Links for November 30

Stian Haklev on Starting data analysis/wrangling with R: Things I wish I’d been told.

Zulko on Things you can do with Python and POV-Ray (a raytracing engine).

Sanjoy Mahajan has a new book out, The Art of Insight in Science and Engineering” Mastering Complexity. This looks like it could be thought of a more science- or engineering-themed sequel to his Street-Fighting Mathematics.

Nigel Stanford’s Cymatics “is the science of visualizing audio frequencies.”

Does teaching gamblers about probability make them less likely to gamble? (Yes.)

FiveThirtyEight has a nerd holiday gift guide.

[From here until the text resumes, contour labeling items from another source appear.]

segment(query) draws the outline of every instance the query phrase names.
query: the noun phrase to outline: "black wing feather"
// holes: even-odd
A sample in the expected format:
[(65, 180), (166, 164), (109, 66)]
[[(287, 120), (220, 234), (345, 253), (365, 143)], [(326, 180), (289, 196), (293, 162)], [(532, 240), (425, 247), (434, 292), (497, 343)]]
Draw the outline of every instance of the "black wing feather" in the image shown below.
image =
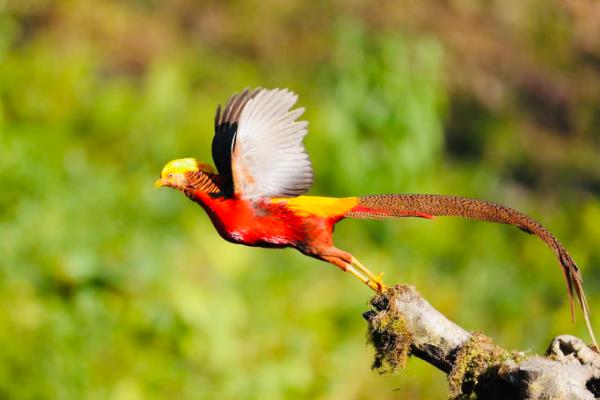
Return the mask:
[(242, 110), (250, 99), (262, 90), (256, 88), (250, 91), (246, 88), (241, 93), (233, 94), (225, 109), (221, 110), (221, 105), (217, 107), (215, 114), (215, 136), (212, 141), (212, 157), (219, 171), (219, 175), (225, 178), (227, 191), (233, 193), (233, 174), (231, 172), (231, 153), (235, 145), (235, 134), (237, 133), (238, 122)]

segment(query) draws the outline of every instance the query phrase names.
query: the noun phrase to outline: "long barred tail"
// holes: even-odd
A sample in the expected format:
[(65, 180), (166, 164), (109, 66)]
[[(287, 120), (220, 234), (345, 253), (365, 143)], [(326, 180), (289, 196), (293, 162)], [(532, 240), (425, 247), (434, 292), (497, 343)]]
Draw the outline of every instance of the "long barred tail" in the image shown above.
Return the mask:
[(358, 199), (358, 205), (345, 214), (351, 218), (385, 218), (385, 217), (421, 217), (455, 216), (480, 221), (497, 222), (514, 225), (524, 232), (534, 234), (544, 241), (556, 254), (562, 267), (569, 303), (571, 318), (574, 319), (573, 294), (577, 296), (585, 323), (594, 345), (596, 338), (590, 323), (588, 304), (583, 292), (581, 273), (565, 247), (539, 222), (515, 209), (504, 207), (489, 201), (468, 199), (459, 196), (443, 196), (433, 194), (389, 194), (364, 196)]

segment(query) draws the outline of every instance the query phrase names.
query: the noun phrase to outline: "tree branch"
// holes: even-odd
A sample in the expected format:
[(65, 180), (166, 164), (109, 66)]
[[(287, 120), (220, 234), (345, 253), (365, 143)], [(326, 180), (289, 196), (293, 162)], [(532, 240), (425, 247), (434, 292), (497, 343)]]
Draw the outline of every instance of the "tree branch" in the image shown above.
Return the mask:
[(600, 395), (600, 355), (574, 336), (554, 338), (544, 357), (525, 357), (465, 331), (404, 285), (373, 297), (363, 316), (375, 347), (375, 370), (397, 371), (414, 355), (447, 374), (450, 399), (476, 394), (479, 399), (588, 400)]

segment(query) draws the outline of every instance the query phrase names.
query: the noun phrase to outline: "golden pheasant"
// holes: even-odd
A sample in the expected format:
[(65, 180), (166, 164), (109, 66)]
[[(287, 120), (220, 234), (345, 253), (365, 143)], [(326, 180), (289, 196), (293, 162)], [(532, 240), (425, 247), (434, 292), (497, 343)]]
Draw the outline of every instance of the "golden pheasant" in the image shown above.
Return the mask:
[(244, 90), (217, 108), (210, 165), (194, 158), (170, 161), (156, 187), (171, 187), (198, 203), (219, 234), (233, 243), (293, 247), (348, 271), (371, 289), (385, 286), (352, 254), (333, 244), (333, 227), (344, 218), (457, 216), (514, 225), (542, 239), (564, 273), (571, 315), (573, 294), (594, 343), (581, 274), (564, 246), (539, 222), (509, 207), (458, 196), (386, 194), (331, 198), (304, 196), (313, 183), (304, 148), (303, 108), (286, 89)]

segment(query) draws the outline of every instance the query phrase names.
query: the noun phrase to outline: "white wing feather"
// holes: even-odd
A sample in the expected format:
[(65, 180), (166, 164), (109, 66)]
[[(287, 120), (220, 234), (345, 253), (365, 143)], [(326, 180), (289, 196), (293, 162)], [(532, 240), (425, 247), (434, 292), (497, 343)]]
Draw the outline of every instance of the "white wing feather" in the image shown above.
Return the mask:
[(302, 140), (308, 122), (290, 111), (298, 96), (287, 89), (261, 90), (242, 110), (231, 166), (235, 192), (244, 198), (293, 197), (313, 183)]

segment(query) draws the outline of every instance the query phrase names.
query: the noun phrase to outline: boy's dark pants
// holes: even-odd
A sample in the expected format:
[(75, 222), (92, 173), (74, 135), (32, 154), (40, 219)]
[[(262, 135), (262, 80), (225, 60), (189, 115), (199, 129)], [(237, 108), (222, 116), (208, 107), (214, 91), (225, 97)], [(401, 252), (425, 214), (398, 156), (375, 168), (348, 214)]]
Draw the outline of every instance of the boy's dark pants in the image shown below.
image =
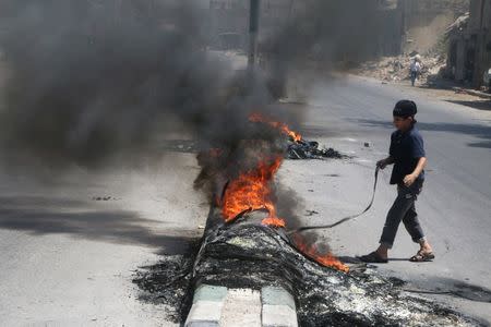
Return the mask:
[(397, 185), (397, 198), (388, 210), (380, 244), (392, 249), (400, 221), (403, 221), (414, 242), (419, 243), (424, 240), (424, 233), (419, 225), (415, 206), (421, 190), (422, 181), (416, 181), (409, 187)]

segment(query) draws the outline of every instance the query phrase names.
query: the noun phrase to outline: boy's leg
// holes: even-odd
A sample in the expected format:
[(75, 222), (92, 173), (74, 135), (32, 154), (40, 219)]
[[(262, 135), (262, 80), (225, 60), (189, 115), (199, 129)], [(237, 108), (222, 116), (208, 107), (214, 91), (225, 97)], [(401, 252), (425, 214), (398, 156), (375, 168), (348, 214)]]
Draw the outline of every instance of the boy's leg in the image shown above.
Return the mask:
[(421, 225), (419, 223), (415, 203), (412, 203), (410, 208), (407, 210), (406, 216), (404, 216), (403, 223), (406, 227), (409, 235), (411, 235), (412, 242), (420, 244), (422, 241), (424, 241), (424, 233), (422, 231)]
[(385, 226), (380, 238), (379, 254), (384, 255), (387, 250), (392, 249), (400, 221), (414, 205), (415, 195), (411, 194), (410, 190), (408, 187), (398, 187), (397, 198), (394, 201), (385, 219)]
[[(421, 192), (422, 185), (417, 185), (417, 190), (415, 193), (415, 201), (418, 194)], [(411, 239), (415, 243), (420, 245), (420, 250), (418, 254), (432, 254), (433, 250), (424, 237), (424, 232), (422, 231), (421, 225), (419, 223), (418, 214), (416, 213), (416, 204), (412, 203), (409, 210), (407, 210), (406, 216), (403, 218), (403, 223), (406, 227), (406, 230), (411, 235)], [(434, 257), (434, 255), (433, 255)]]

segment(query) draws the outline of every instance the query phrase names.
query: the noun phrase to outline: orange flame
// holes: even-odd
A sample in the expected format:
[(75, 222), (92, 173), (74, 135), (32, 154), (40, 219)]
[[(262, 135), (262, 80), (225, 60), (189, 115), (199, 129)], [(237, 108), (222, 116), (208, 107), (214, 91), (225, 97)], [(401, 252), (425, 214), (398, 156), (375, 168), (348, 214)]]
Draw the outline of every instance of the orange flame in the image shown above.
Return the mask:
[(288, 125), (286, 123), (278, 122), (278, 121), (272, 121), (270, 119), (264, 118), (261, 113), (256, 113), (256, 112), (251, 113), (249, 116), (249, 121), (266, 123), (270, 126), (277, 129), (277, 130), (282, 131), (282, 133), (290, 136), (294, 142), (302, 141), (302, 135), (300, 135), (297, 132), (291, 131), (290, 128), (288, 128)]
[(226, 221), (232, 221), (247, 210), (264, 209), (270, 214), (263, 220), (264, 225), (285, 227), (285, 221), (276, 215), (271, 190), (271, 181), (282, 161), (282, 157), (274, 158), (272, 162), (261, 161), (256, 169), (241, 173), (229, 183), (221, 203)]
[(324, 267), (334, 268), (344, 272), (349, 272), (349, 267), (343, 264), (337, 257), (335, 257), (331, 252), (321, 254), (315, 245), (308, 245), (299, 237), (295, 238), (295, 243), (297, 249), (304, 255), (321, 264)]
[[(251, 122), (267, 123), (291, 137), (294, 142), (300, 142), (302, 140), (302, 136), (291, 131), (287, 124), (267, 120), (259, 113), (252, 113), (249, 120)], [(219, 152), (214, 149), (211, 155), (217, 156)], [(263, 225), (273, 227), (286, 226), (285, 220), (277, 217), (271, 189), (271, 182), (282, 166), (282, 162), (283, 157), (262, 160), (255, 169), (241, 173), (228, 184), (220, 203), (221, 214), (227, 222), (232, 221), (242, 213), (263, 209), (268, 213), (267, 218), (262, 221)], [(337, 259), (331, 252), (321, 254), (315, 245), (308, 245), (298, 235), (294, 241), (300, 252), (320, 265), (344, 272), (349, 271), (349, 267)]]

From Katie Steckles at the Aperiodical, Twitter’s favorite fictional mathematicians.

Parents strongly cautioned for advanced math

From A. O. Scott’s review of The Imitation Game, the new Alan Turing biopic:

“The Imitation Game” is rated PG-13 (Parents strongly cautioned). Illicit sex, cataclysmic violence and advanced math, most of it mentioned rather than shown.

First, advanced math is reason for caution? Um, no.

Second, what’s the difference between “mentioning” and “showing” mathematics anyway? This seems to be connected to the philosophical use-mention distinction, Godel numbering, and so on, but I doubt that Scott is trying to make a metamathematical point. This may just mean that people in the movie don’t sit around scribbling on pieces of paper but rather talk about the fact that they have done so, which is good, because I’ve watched people do math and there’s really nothing to see.

Thanksgiving power law

In honor of Thanksgiving: take a look at Niall MacKay’s paper Of bombs and boats and mice and men: a random tour through some scaling laws.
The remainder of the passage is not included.